Begebenheit und Deutung werden klar unterschieden. Jesus war kein mythisches Wesen, das in eine mythische Welt herabkam, sondern ein „normaler“ Mensch. Er war nicht von einem Nimbus umstrahlt, der jedem sofort auffallen musste. „Er entäußerte sich und wurde wie ein Sklave und den Menschen gleich. Sein Leben war das eines Menschen, er erniedrigte sich und war gehorsam bis zum Tod, bis zum Tod am Kreuz. Darum hat Gott ihn über alle erhöht.“ So besingt es der Christus-Hymnus im Brief an die Gemeinde von Philippi (Phil 2,6-9).
Ein „Jahr des Glaubens“ sollte die Menschen von heute (wieder) zum Glauben einladen und sie behutsam dazu hinführen. Die Menschen sollten nicht bloß Objekte der Belehrung, Adressaten einer fertigen Botschaft sein, die im Gehorsam anzunehmen ist, sondern Partnerinnen und Partner im gemeinsamen Suchen nach der letzten und tiefsten Wahrheit der Botschaft Jesu und des Lebens überhaupt.

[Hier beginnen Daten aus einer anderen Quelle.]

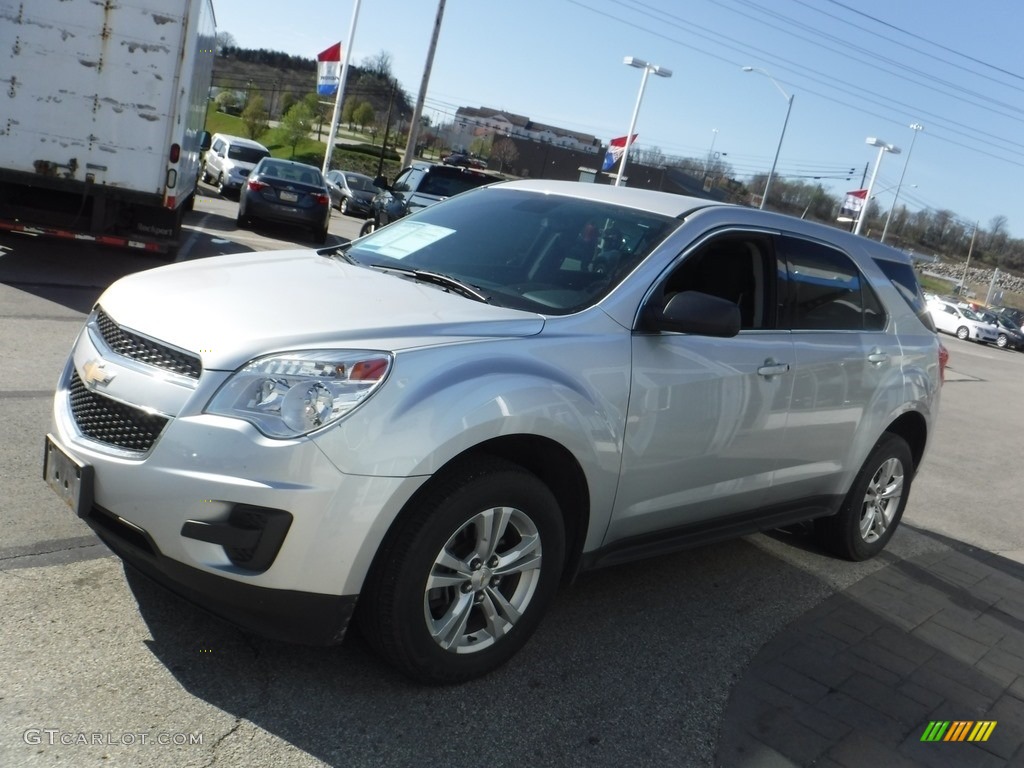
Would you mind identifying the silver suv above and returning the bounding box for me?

Die Weihnachtstexte des „Katechismus der Katholischen Kirche“ bleiben hinter diesem Anspruch weit zurück. Sie begnügen sich mit der Darlegung der tradierten kirchlichen Christologie, wie sie im 19. Jahrhundert gelehrt wurde. Nur das sprachliche Gewand erscheint etwas modernisiert. Das genaue Gegenteil ist der „Heidelberger Katechismus“. Er bringt den (noch) Gläubigen ihren „alten“ Glauben in einer ungewohnten, neuen Sprache näher. Und macht ihn für Zweifelnde (wieder) interessant und glaub-würdig. „Wenn er als Textbuch für Gesprächsgruppen und für das persönliche Nachdenken über letzte Fragen des Lebens dient, hat er seinen Zweck erfüllt. Wenn er manchem hilft, das Christentum zu entdecken oder wieder zu entdecken, wäre das in meinem Sinne, aber auch, wenn er säkularisierten Menschen hilft, besser zu verstehen, was einen modernen Christen bewegt, auch wenn er dessen Christentum nicht teilt, wäre das sehr viel… Der Katechismus will im christlichen Glauben eine dem gegenwärtigen Menschen zugängliche Weisheit entdecken.“ So beschreibt der Autor Gerd Theißen sein Anliegen. Das dürfte ihm vollauf gelungen sein. Im „Jahr des Glaubens“ kann dieses Buch Menschen zum Christ-Werden und Christ-Sein hinführen. Der „Katechismus der Katholischen Kirche“ wird sie eher abstoßen.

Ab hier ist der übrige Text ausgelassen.